Em uma série de declarações, Thayane afirmou que a decisão de encarar a subida não se limitava apenas a um desafio pessoal ou esportivo. Segundo ela, havia expectativa de que a viagem pudesse resultar em uma aproximação mais íntima entre os dois.
De forma direta, a jovem explicou que a proposta da experiência ia além da aventura. Em seu relato, afirmou que esperava relaxar, aproveitar o momento e descansar, destacando que via a trilha também como uma oportunidade de conexão pessoal com Roberto.
Ainda conforme Thayane, o planejamento da viagem incluiu a possibilidade de envolvimento entre ambos. Ela relatou que levou preservativos justamente por acreditar que algo poderia acontecer durante a estadia no local, o que, segundo ela, demonstrava uma expectativa real de que a relação pudesse ultrapassar a amizade.
Apesar disso, a amazonense afirmou que nada ocorreu entre os dois durante a viagem. Segundo o relato, mesmo com situações que ela considerou como sinais claros de abertura, Roberto não teria demonstrado interesse ou iniciativa.
A frustração com a situação levou Thayane a afirmar que decidiu deixar de lado qualquer expectativa pessoal e focar exclusivamente no objetivo da trilha.
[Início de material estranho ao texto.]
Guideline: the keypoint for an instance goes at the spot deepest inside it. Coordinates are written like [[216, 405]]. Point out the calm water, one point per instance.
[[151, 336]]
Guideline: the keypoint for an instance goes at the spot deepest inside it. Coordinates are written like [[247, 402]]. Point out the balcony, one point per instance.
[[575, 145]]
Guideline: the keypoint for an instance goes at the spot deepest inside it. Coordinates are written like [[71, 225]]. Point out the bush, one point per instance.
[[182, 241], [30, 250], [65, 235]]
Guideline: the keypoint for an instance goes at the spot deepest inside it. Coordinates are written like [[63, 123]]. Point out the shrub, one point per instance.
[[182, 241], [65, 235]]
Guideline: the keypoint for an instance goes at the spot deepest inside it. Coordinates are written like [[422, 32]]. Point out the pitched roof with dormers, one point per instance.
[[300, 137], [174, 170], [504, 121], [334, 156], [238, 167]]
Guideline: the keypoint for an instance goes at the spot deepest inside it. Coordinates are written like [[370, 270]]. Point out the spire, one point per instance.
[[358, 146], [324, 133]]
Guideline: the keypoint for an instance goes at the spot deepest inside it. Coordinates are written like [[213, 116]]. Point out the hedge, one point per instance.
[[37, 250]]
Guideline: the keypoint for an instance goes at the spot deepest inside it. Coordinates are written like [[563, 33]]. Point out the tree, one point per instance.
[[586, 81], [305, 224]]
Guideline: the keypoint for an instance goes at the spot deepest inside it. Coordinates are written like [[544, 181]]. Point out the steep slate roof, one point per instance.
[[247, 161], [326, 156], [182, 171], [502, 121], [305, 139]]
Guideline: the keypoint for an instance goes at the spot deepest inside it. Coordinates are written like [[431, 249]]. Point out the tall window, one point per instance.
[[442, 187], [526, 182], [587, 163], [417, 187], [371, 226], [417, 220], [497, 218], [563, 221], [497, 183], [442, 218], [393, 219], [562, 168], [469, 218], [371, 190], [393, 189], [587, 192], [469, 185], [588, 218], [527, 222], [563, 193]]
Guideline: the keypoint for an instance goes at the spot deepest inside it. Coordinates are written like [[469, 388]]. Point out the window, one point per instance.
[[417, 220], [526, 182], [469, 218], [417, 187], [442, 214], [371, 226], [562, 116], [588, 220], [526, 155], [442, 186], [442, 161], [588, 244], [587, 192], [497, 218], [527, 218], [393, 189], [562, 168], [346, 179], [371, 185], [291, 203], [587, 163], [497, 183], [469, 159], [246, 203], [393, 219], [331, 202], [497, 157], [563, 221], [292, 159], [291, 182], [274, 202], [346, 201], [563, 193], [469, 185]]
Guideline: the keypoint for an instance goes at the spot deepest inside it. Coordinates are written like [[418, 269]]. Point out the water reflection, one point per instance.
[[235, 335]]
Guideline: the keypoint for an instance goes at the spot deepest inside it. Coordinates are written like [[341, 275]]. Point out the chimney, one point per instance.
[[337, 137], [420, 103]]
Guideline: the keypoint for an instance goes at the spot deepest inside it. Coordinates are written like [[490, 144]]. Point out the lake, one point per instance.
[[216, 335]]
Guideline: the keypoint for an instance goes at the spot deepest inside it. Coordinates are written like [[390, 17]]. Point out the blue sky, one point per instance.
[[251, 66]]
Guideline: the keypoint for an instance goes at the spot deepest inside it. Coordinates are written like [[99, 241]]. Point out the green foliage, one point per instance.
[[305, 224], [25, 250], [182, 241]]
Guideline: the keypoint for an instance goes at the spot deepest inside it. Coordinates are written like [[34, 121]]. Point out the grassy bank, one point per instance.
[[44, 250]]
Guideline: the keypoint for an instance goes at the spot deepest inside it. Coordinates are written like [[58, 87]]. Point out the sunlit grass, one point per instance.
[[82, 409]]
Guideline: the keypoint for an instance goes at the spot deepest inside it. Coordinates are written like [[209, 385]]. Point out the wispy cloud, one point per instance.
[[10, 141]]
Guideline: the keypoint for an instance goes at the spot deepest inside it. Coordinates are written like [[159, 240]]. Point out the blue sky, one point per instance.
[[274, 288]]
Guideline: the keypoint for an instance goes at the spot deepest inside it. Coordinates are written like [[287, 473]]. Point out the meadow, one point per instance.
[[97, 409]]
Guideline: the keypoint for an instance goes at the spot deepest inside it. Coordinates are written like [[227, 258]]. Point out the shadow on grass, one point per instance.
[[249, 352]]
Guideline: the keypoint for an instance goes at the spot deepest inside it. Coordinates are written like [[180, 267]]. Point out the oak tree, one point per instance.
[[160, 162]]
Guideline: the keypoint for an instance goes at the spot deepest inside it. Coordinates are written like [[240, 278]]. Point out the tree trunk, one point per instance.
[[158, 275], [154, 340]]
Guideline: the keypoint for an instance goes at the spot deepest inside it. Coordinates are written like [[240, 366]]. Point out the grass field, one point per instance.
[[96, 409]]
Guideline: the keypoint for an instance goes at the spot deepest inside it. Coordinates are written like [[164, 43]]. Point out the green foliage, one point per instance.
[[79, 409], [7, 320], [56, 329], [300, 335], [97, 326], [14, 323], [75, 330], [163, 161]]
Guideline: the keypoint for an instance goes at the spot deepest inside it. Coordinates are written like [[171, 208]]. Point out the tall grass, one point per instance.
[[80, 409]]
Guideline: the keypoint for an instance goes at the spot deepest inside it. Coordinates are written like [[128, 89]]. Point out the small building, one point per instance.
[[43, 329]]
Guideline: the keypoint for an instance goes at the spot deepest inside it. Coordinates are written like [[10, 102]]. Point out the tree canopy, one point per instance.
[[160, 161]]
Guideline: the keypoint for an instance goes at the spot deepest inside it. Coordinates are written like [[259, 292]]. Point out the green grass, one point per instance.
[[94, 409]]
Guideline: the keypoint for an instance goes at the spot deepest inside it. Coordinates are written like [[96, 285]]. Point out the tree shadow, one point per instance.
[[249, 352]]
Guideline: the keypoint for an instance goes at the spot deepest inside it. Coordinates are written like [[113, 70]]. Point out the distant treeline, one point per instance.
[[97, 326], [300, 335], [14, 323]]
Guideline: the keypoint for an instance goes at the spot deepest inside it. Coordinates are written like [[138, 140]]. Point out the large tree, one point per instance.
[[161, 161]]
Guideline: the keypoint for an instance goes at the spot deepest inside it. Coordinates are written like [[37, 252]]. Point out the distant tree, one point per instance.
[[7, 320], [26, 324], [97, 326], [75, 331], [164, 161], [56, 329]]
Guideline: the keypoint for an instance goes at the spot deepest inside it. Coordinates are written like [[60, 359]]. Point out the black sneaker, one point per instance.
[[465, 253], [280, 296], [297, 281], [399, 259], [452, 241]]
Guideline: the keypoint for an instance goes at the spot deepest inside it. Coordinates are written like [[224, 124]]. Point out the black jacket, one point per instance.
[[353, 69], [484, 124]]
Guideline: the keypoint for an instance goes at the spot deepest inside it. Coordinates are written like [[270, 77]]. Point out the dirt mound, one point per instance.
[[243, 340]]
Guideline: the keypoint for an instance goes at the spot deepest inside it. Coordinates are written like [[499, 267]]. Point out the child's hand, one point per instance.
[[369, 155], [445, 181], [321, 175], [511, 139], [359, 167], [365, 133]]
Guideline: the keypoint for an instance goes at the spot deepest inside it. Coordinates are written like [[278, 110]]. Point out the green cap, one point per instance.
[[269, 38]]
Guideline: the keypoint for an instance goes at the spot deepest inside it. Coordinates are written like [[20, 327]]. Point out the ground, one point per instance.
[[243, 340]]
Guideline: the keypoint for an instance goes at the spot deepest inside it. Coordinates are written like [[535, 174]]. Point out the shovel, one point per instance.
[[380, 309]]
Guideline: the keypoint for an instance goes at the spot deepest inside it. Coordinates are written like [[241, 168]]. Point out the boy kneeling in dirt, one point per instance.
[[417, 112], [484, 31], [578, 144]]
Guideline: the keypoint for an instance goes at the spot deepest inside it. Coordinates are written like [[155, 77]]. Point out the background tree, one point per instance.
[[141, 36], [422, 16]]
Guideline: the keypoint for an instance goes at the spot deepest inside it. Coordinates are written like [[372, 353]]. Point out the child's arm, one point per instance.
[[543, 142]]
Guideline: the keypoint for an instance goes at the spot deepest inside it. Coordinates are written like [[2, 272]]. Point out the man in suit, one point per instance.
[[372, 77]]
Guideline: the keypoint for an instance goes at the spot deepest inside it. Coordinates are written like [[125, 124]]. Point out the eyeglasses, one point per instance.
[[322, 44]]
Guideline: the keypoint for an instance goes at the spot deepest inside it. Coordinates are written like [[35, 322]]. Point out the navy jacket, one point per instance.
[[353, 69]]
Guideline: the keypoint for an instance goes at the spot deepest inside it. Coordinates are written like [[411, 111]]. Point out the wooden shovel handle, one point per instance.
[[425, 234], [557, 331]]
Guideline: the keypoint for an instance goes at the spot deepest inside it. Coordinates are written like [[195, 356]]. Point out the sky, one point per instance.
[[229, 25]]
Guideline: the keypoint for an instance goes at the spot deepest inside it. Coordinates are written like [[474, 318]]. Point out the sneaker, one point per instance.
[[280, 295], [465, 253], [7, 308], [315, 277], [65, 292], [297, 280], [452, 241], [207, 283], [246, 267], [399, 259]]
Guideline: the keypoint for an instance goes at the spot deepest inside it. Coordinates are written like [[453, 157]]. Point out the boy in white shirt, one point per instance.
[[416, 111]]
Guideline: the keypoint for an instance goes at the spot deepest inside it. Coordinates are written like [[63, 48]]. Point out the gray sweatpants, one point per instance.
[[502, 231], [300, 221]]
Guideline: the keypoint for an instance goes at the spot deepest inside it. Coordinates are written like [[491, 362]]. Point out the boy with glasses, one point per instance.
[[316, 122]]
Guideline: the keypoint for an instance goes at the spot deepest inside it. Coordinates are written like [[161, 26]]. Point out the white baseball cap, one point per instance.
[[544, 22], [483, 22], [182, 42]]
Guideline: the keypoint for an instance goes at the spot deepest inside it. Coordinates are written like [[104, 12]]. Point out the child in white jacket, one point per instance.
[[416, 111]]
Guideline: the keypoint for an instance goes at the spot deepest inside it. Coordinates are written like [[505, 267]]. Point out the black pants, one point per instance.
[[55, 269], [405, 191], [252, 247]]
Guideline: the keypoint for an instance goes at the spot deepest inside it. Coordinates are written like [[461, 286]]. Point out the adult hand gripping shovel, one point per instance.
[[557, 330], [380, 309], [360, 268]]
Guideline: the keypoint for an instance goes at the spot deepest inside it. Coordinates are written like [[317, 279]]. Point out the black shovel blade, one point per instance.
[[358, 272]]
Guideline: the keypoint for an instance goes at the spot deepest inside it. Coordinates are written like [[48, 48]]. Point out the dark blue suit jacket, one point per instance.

De acordo com ela, a partir daquele momento, a meta passou a ser apenas chegar ao Pico Paraná, concluir o percurso e seguir a vida normalmente.
As declarações reacenderam o debate em torno do caso, que segue sendo acompanhado de perto pelo público e pelas autoridades, especialmente por envolver circunstâncias delicadas relacionadas ao desaparecimento de Roberto.